Sun Microsystems has told vnunet.com that it has generated millions of pounds of business from its Hewlett Packard targeted HP Away programme, which it introduced in the UK last October.
HP Away is designed to attract HP-UX Unix users to Sun hardware running its Solaris or the Linux operating systems.
Sun is working with six UK customers, mainly telcos and financial organisations, on projects worth between $1m and $2m each, and is talking to 10 other companies that are not already Sun customers.
"This is roughly double what we were expecting," said Jon Tucher, UK product marketing manager at Sun. "Most of the opportunities are from Tru64 users, with two or three HP-UX projects."
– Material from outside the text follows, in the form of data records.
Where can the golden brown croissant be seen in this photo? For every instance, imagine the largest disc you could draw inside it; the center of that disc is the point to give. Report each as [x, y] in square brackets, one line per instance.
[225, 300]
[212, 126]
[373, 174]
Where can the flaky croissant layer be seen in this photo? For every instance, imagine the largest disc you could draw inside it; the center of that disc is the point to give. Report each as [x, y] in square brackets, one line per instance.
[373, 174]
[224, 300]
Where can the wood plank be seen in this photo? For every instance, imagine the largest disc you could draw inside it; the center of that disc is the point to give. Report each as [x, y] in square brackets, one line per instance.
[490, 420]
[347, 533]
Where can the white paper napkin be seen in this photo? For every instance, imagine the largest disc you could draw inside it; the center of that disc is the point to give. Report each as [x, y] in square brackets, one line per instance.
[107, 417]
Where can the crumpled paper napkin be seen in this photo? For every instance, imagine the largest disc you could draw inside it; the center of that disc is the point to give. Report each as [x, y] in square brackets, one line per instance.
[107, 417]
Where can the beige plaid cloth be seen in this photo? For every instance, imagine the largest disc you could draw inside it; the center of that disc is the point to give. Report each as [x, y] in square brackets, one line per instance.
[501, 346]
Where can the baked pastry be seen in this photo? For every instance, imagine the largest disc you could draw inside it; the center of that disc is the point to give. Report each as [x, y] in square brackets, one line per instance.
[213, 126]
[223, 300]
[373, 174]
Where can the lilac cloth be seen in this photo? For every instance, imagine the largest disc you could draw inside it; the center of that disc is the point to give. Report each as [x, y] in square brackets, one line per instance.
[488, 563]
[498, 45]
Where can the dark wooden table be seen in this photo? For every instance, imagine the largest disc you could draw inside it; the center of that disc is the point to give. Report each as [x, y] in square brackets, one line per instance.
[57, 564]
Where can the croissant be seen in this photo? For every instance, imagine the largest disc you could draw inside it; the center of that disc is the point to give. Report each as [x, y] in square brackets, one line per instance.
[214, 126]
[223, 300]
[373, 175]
He added that Sun is seeing interest in its entry-level 1280 data centre servers, running UltraSparc3 chips.
"If you upgrade that to UltraSparc4, you will double performance overnight. We will double that throughput again next year," said Tucher.
As part of the programme, Sun offers qualifying customers a free two-week migration assessment, as well as deferred payment for the whole migration, financing and trade-in offers.
HP Away competes with HP's Sun Eclipse programme, which is aimed at migrating Solaris Unix users to Linux on Intel-based HP hardware.
It provides assessment, porting and migration services for transferring applications to Linux. HP's programme launched in the UK in February.
Russell Coombes, UK Linux business manager at HP, indicated that he had seen no evidence of customers moving away from HP to Sun.
"We see more Sun customers moving from Solaris to a Linux platform," he said, adding that HP is talking to a "significant" number of Sun customers about migrating.
HP claims to have generated $75m worth of business worldwide since introducing its Sun Eclipse programme.